•   Managua, Nicaragua  |
  •  |
  •  |
  • Edición Impresa

Irving Alejandro Guido Toruño el “Gringo”, un nicaragüense de 32 años, narco de alta peligrosidad y el individuo más buscado por la policía costarricense, fue encontrado muerto ayer en el sector oeste de San José, capital de Costa Rica.

El cuerpo de Guido, a quien se le atribuían al menos 10 asesinatos, se encontró con signos de tortura, heridas de arma blanca y golpes en el cuerpo, pues al parecer fue lanzado a la vía pública desde un automóvil. 

El director del Organismo de Investigación Judicial de Costa Rica, Walter Espinoza, dijo al diario costarricense La Nación que los tatuajes de Guido, de 28 años, fueron la clave para el reconocimiento preliminar del cadáver. 

“Uno de ellos en el lado izquierdo del abdomen dice: ‘No basta juzgar’, mientras que otro, arriba del pectoral derecho tiene la imagen de un niño pequeño.

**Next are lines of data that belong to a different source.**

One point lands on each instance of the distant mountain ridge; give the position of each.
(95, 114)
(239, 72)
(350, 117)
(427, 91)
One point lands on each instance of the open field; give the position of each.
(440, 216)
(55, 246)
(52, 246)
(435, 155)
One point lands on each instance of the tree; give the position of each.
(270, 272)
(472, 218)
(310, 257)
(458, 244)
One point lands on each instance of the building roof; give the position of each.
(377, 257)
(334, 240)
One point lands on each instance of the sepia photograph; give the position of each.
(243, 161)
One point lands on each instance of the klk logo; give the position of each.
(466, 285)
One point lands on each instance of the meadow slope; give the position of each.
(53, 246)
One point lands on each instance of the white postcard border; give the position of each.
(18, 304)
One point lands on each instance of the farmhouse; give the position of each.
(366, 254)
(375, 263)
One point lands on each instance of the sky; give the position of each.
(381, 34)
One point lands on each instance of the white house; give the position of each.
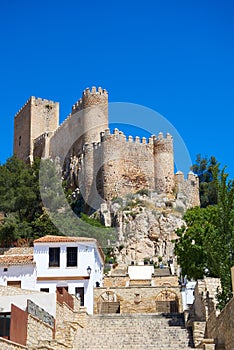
(75, 263)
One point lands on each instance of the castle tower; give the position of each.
(35, 118)
(164, 164)
(92, 110)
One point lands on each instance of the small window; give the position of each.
(80, 294)
(16, 284)
(71, 256)
(54, 257)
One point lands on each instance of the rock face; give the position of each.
(146, 227)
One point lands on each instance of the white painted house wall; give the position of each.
(70, 277)
(44, 300)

En los brazos, hombros y manos las marcas también coinciden con una de las fotos que la Policía distribuyó”, explicaba el diario La Nación el día de ayer.

El viernes pasado las autoridades costarricenses habían alertado a Nicaragua y Panamá sobre la posibilidad de que Guido Toruño huyera hacia sus territorios.

Caso más reciente

El caso más reciente relacionado a la organización del “Gringo” ocurrió el pasado miércoles, cuando la Policía arrestó a siete sospechosos y encontró en un microbús dos cadáveres, uno de ellos correspondiente a un joven colombiano de 20 años.

Desde ese día las autoridades mantenían operativos las 24 horas en diversas partes del país para detener a Guido Toruño.

El Organismo de Investigación Judicial mantiene este caso en investigación, pero la hipótesis principal señala que los homicidios forman parte de una venganza por asuntos de narcotráfico.

Las víctimas fueron identificadas como el colombiano Edward Bedoya Llanos, sin antecedentes criminales, y el costarricense Fran Alfaro Murillo, con antecedentes por robo, tenencia de arma y drogas.

Historial

De acuerdo con La Nación de Costa Rica, Guido había sido condenado a ocho años de cárcel por almacenamiento de droga, pero su abogado apeló la sentencia y el Tribunal de Apelación lo absolvió en mayo del año pasado, junto a otros dos nicaragüenses y dos costarricenses que también habían sido condenados.  

En enero de este año, reporta el diario costarricense, las autoridades policiales comenzaron a perfilar al “Gringo” como uno de los líderes de las bandas que se disputaban el negocio de las drogas en Pavas, el distrito más grande de San José, luego de que la banda líder anterior fuera condenada judicialmente.